Abstract

This study proposes an efficient Bundle Adjustment (BA) model for oblique aerial photogrammetry to reduce the number of unknown parameters and the dimensions of a non-linear optimization problem. Instead of serving as independent exterior orientations, oblique camera poses are parameterized with nadir camera poses and constant relative poses between oblique and nadir cameras. New observation functions are created with image points as a function of the nadir pose and the relative pose parameters. With these observation functions, the problem of BA is defined as finding optimal unknown parameters by minimizing the total difference between estimated and observed image points.
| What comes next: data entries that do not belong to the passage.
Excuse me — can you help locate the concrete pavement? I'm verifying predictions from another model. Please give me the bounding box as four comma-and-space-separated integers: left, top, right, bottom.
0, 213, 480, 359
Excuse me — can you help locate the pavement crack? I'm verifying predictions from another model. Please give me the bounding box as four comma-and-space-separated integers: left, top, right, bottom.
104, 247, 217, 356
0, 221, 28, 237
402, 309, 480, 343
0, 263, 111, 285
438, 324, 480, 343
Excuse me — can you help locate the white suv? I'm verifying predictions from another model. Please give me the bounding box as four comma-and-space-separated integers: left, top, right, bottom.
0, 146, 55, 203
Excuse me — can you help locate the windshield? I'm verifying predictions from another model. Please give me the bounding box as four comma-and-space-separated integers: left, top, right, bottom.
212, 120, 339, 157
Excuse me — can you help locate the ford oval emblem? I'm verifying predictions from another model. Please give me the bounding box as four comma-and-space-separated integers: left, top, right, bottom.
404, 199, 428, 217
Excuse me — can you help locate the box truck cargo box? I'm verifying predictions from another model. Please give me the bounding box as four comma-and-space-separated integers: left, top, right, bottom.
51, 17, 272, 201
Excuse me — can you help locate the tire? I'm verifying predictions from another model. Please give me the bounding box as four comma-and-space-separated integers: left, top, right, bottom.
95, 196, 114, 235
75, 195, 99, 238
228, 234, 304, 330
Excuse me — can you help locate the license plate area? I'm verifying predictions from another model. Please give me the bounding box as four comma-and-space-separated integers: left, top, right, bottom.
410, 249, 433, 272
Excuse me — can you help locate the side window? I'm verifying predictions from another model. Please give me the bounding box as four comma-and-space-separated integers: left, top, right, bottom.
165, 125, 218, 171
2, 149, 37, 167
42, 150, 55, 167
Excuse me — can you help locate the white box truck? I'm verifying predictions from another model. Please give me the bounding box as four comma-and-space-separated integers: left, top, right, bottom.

A Gauss-Newton optimization method is utilized to provide a solution for this least-square problem with a reduced normal equation, which plays a very critical role in the convergence and efficiency of BA. Compared with traditional BA methods, the number of unknown parameters and the dimension of the normal equations decrease, this approach dramatically reduces the computational complexity and memory cost especially for large-scale scenarios with a number of oblique images. Four synthetic datasets and a real dataset were used to check the validation and the accuracy of the proposed method. The accuracy of the proposed method is very close to that of the traditional BA method, but the efficiency can be significantly improved by the proposed method. For very large-scale scenarios, the proposed method can still address the limitation of memory and orientate all images captured by an oblique aerial multi-camera system.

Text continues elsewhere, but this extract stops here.